Figure 6. Protection of white blood cells by ASN100. Human peripheral WBCs were exposed to pooled BHI CS fractions of seven S. aureus strains for 2 hours and then stained with fluorescent antibodies specific for CD3, CD56, CD14, and CD19. Side-scatter and CD14 expression were used to discriminate lymphocyte, granulocyte and monocyte populations. T-cells, NK-cells and B-cells in the lymphocyte gate were further subtyped based on CD3, CD19 and CD56 expression. A: Representative plots showing untreated control cells and CS-exposed cells in presence of control mAb and ASN100. B: Data summary of 3 independent experiments using ASN-1, ASN-2 and ASN100. Data are shown as mean +/− SEM.
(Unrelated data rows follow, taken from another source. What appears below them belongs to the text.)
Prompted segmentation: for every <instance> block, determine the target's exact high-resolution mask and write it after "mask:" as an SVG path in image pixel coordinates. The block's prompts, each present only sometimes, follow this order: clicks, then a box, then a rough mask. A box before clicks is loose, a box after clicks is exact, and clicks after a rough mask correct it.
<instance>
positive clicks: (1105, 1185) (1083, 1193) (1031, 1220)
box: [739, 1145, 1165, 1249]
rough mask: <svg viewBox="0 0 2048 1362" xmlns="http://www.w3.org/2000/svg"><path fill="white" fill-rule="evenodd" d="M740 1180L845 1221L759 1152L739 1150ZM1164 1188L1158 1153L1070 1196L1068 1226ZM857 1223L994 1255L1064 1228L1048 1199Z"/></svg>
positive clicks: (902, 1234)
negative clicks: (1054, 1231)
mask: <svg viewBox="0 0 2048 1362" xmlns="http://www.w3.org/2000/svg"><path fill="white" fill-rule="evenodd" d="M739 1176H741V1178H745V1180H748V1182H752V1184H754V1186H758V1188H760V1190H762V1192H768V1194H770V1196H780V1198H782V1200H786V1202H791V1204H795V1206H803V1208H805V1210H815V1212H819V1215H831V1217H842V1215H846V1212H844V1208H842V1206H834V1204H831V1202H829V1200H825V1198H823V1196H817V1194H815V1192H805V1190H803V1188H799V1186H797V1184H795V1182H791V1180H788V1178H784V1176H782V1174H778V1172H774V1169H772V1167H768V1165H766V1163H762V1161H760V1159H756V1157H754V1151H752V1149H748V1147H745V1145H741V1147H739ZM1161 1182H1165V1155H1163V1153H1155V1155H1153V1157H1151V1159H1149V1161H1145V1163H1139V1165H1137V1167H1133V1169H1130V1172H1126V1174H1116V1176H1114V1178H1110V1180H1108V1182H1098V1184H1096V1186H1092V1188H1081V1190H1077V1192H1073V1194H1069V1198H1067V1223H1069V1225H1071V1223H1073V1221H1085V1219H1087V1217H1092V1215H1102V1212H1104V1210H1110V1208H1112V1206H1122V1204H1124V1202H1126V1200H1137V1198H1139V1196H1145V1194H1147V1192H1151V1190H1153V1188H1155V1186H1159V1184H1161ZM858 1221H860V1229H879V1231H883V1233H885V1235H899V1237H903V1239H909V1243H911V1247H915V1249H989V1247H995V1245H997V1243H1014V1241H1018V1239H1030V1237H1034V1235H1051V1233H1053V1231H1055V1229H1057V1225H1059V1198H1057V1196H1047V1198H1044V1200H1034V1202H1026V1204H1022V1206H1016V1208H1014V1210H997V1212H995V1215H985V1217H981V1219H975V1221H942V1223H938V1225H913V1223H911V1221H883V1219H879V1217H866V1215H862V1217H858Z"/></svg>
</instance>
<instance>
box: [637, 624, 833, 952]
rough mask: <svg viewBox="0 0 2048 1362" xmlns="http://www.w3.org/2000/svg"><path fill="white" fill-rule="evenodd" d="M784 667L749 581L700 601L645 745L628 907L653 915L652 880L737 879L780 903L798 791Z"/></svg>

Figure 7. ASN100 prevents Hla-mediated tissue damage in a human 3D lung tissue infection model. EpiAirway™ tissues were infected with S. aureus TCH1516 at MOI 100 for 24 hours in the presence of control mAb, ASN-1, ASN-2 or ASN-100 (2 µM each). A: H&E staining of tissues. B: LDH release measured from basolateral compartment. C: LDH release measured with wild-type and gene deletion mutant TCH1516 strains in absence of mAbs. D: Relative increase in bacterial CFUs determined in the apical compartment. E: Viability of human neutrophils exposed to toxins produced in the control mAb sample in the presence of ASN-1, ASN-2 and ASN100 (1 µM each). Error bars indicate mean +/− SEM from duplicate measurements.
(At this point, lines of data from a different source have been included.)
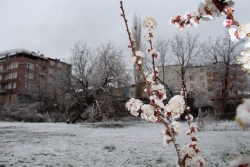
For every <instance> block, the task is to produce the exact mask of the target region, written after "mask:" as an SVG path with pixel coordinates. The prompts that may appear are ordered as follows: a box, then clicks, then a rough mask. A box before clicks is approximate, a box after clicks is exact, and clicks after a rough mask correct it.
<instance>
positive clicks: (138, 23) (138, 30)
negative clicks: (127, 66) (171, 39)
mask: <svg viewBox="0 0 250 167" xmlns="http://www.w3.org/2000/svg"><path fill="white" fill-rule="evenodd" d="M141 30H142V26H141V17H140V16H139V17H138V16H137V14H134V17H133V25H132V38H133V39H134V40H135V45H134V46H135V48H136V50H141V49H142V48H141V47H142V41H141ZM133 69H134V81H135V97H141V96H142V93H143V79H142V77H141V74H140V72H139V71H137V70H136V65H134V66H133Z"/></svg>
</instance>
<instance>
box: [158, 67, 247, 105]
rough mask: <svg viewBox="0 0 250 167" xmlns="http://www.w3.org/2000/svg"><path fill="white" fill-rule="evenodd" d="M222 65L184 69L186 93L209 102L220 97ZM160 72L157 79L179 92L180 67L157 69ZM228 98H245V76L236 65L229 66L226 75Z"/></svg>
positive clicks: (220, 91)
mask: <svg viewBox="0 0 250 167" xmlns="http://www.w3.org/2000/svg"><path fill="white" fill-rule="evenodd" d="M222 65H223V63H215V64H210V65H207V66H193V65H189V66H188V67H187V68H186V72H185V75H184V80H185V84H186V89H187V92H192V93H193V94H195V95H198V96H200V97H203V98H205V99H210V100H215V99H216V100H218V99H220V98H221V96H222V92H221V87H222V86H221V84H222V82H223V77H224V76H223V73H224V70H222V69H223V68H224V67H222ZM158 68H159V70H160V76H159V79H160V80H161V81H163V82H164V83H166V84H168V86H169V87H170V89H172V90H174V91H176V92H177V91H178V90H179V91H180V85H179V83H180V82H181V80H182V79H181V75H180V74H181V73H180V72H181V66H180V65H170V66H165V67H158ZM227 82H228V88H229V90H230V91H229V96H228V97H229V98H231V99H237V98H238V99H239V98H242V97H246V95H247V94H248V92H247V91H246V87H247V80H246V74H245V72H244V71H243V70H242V69H241V67H240V66H239V65H237V64H233V65H230V67H229V75H228V80H227Z"/></svg>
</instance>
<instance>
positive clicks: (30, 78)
mask: <svg viewBox="0 0 250 167" xmlns="http://www.w3.org/2000/svg"><path fill="white" fill-rule="evenodd" d="M33 77H34V76H33V74H32V73H26V78H28V79H33Z"/></svg>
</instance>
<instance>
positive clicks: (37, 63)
mask: <svg viewBox="0 0 250 167" xmlns="http://www.w3.org/2000/svg"><path fill="white" fill-rule="evenodd" d="M63 67H67V69H68V70H69V71H70V73H71V65H70V64H67V63H64V62H61V61H60V59H52V58H49V57H45V56H44V55H43V54H41V55H38V54H37V53H35V52H30V51H28V50H25V49H13V50H7V51H4V52H0V104H3V103H6V102H11V103H18V102H19V98H18V96H19V95H20V94H23V93H25V90H27V89H29V88H30V87H31V83H34V82H33V81H34V80H36V79H37V77H38V76H39V81H41V80H40V76H45V75H46V76H50V75H51V77H53V76H52V74H53V73H55V72H56V71H58V70H61V69H62V68H63ZM41 78H42V77H41Z"/></svg>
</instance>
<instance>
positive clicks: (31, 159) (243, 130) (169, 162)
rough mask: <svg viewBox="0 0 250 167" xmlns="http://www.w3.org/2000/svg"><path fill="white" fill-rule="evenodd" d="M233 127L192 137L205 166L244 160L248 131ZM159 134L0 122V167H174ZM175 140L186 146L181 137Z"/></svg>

Figure 8. Proposed model for the role of S. aureus cytotoxins in pathogenesis and mode of action of ASN100. A: As bacterial density increases on mucosal surfaces, S. aureus secretes up to six cytolytic toxins. Alpha-hemolysin (Hla) lyses epithelial and endothelial cells allowing invasion to otherwise sterile body parts (e.g. lung, connective tissue) and promoting S. aureus disease (e.g. pneumonia, deep tissue infection). Up to five different leukocidins that primarily attack phagocytic cells, such as alveolar and tissue macrophages and granulocytes are also released, leading to weakened host defense and slower elimination of S. aureus. B: ASN-1 that neutralizes Hla and four leukocidins and ASN-2 that is specific for the fifth leukocidin (LukGH) inhibit cytotoxicity of S. aureus, which allows preservation of tissue integrity and immune defense during infection.